Pipes, the pythonic way

    Some pythonists love code that is readable, while others prefer concise. Unfortunately, the balance between the first and second - the decisions are really elegant - rarely happens to be found in practice. More often lines like
    my_function(sum(filter(lambda x: x % 3 == 1, [x for x in range(100)])))
    Or quatrains a la
    xs = [x for x in range(100)]
    xs_filtered = filter(lambda x: x % 3 == 1, xs)
    xs_sum = sum(xs_filtered)
    result = my_function(xs_sum)
    Idealists would like to write something like this
    result = [x for x in range(100)] \
        | where(lambda x: x % 3 == 1)) \
        | sum \
        | my_function

    Not in Python?

    A simple implementation of such chains was recently proposed by a certain Julien Palard in his Pipe library .

    Let's start right away with an example:
    from pipe import *   
    [1,2,3,4] | where(lambda x: x<=2)
    # at 0x88231e4>

    Oops, the intuitive impulse did not ride. Pipe returns the generator, the values ​​from which have yet to be extracted.
    [1,2,3,4] | where(lambda x: x<=2) | as_list
    #[1, 2]

    It would be possible to get the values ​​from the generator with a built-in cast function of type list (), but the author of the tool was consistent in his research and offered us the pipe function as_list.

    As you can see, the data source for the pipes in the example is a simple list. Generally speaking, any Python iterable can be used. Let's say “pairs” (tuples) or, more interestingly, the same generators:
    def fib():
        Генератор чисел Фибоначчи
        a, b = 0, 1
        while 1:
            yield a
            a, b = b, a + b
    fib() | take_while(lambda x: x<10) | as_list
    Several lessons can be learned from here:
    1. in pipes, you can use lists, "pairs", generators - any iterables.
    2. the result of combining generators in chains will be a generator.
    3. without an explicit requirement (type conversion or special pipe), piping is "lazy" in the sense that the chain is a generator and can serve as an endless data source.

    Of course, joy would be incomplete if it weren’t for us to easily create our own pipes. Example:
    def custom_add(x):
        return sum(x)
    [1,2,3,4] | custom_add
    Arguments? Easy:
    def sum_head(x, number_to_sum=2):
        acc = 0
        return sum(x[:number_to_sum])
    [1,2,3,4] | sum_head(3)
    The author has kindly provided a lot of prepared pipes. Some of them:
    • count - recount the number of elements of the incoming iterable
    • take (n) - extracts the first n elements from the input iterable.
    • tail (n) - Retrieves the last n elements.
    • skip (n) - skips n first elements.
    • all (pred) - Returns True if all iterable elements satisfy predicate pred.
    • any (pred) - Returns True if at least one iterable element satisfies the predicate pred.
    • as_list / as_dist - leads iterable to a list / dictionary, if such a conversion is possible.
    • permutations (r = None) - makes up all possible combinations of r elements of the input iterable. If r is not defined, then r is taken as len (iterable).
    • stdout - output to the standard stream iterable entirely after casting to a string.
    • tee - output the iterable element to the standard stream and pass it for further processing.
    • select (selector) - pass iterable elements for further processing, after applying the selector function to them.
    • where (predicate) - pass for further processing iterable elements that satisfy the predicate predicate.
    But these are more interesting:
    • netcat (host, port) - for each iterable element, open the socket, transfer the element itself (of course, string), transmit the host response for further processing.
    • netwrite (host, port) - the same thing, just do not read from the socket after sending data.
    These and other pipes for sorting, bypassing and processing the data stream are included by default in the module itself, since it is really easy to create them.

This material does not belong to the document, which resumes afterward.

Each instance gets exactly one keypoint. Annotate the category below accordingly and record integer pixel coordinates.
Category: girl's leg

    Under the hood of the Pipe decorator

    Honestly, it was amazing to see how laconic the base code of the module! Judge for yourself:
    class Pipe:
        def __init__(self, function):
            self.function = function
        def __ror__(self, other):
            return self.function(other)
        def __call__(self, *args, **kwargs):
            return Pipe(lambda x: self.function(x, *args, **kwargs))
    That's all, actually. The usual decorator class.

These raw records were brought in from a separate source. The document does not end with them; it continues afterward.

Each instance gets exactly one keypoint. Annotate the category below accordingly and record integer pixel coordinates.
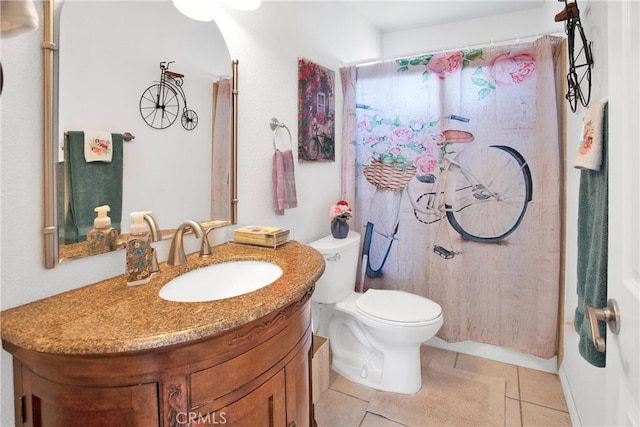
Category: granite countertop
(111, 317)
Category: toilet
(374, 336)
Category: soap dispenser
(139, 263)
(102, 237)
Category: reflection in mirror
(103, 71)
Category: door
(622, 388)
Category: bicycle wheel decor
(160, 103)
(580, 58)
(386, 176)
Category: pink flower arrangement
(340, 211)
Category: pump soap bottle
(102, 237)
(139, 264)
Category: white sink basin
(220, 281)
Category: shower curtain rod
(491, 43)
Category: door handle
(610, 315)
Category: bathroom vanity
(110, 355)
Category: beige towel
(18, 17)
(97, 146)
(589, 154)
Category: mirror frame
(50, 226)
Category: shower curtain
(462, 130)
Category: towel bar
(610, 315)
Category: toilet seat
(397, 308)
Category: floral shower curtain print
(458, 188)
(316, 112)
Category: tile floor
(532, 398)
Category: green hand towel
(593, 216)
(90, 185)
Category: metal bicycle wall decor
(580, 58)
(160, 104)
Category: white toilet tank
(339, 277)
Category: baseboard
(568, 397)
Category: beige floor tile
(541, 388)
(539, 416)
(339, 410)
(512, 414)
(373, 420)
(443, 357)
(339, 383)
(492, 368)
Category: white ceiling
(391, 15)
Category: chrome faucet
(176, 252)
(155, 237)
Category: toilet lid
(397, 306)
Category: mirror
(108, 54)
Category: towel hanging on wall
(284, 184)
(97, 146)
(589, 154)
(593, 217)
(91, 184)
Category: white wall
(579, 378)
(267, 42)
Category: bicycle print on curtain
(316, 112)
(457, 188)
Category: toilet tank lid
(398, 306)
(329, 244)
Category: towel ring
(275, 125)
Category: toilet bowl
(375, 336)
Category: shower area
(457, 186)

    In the constructor, the decorator saves the function being decorated, turning it into an object of the Pipe class.

    If the pipe is called by the __call__ method, a new pipe of the function with the given arguments is returned.

    The main subtlety is the __ror__ method. This is an inverted operator, analogous to the “or” operator (__or__), which is called on the right operand with the left operand as an argument.

    It turns out that the chain calculation starts from left to right. The first element is passed as an argument to the second; the result of computing the second to the third and so on. Generators also pass along the chain painlessly.

    In my opinion, very very elegant.


    The syntax for this kind of pipes is really simple and convenient, I would like to see something like this in popular frameworks; say to process data streams; or - in a declarative form - lining up callback chains.

    The only drawback of this implementation is the rather vague error traces.

    On the development of ideas and alternative implementation - in the following articles.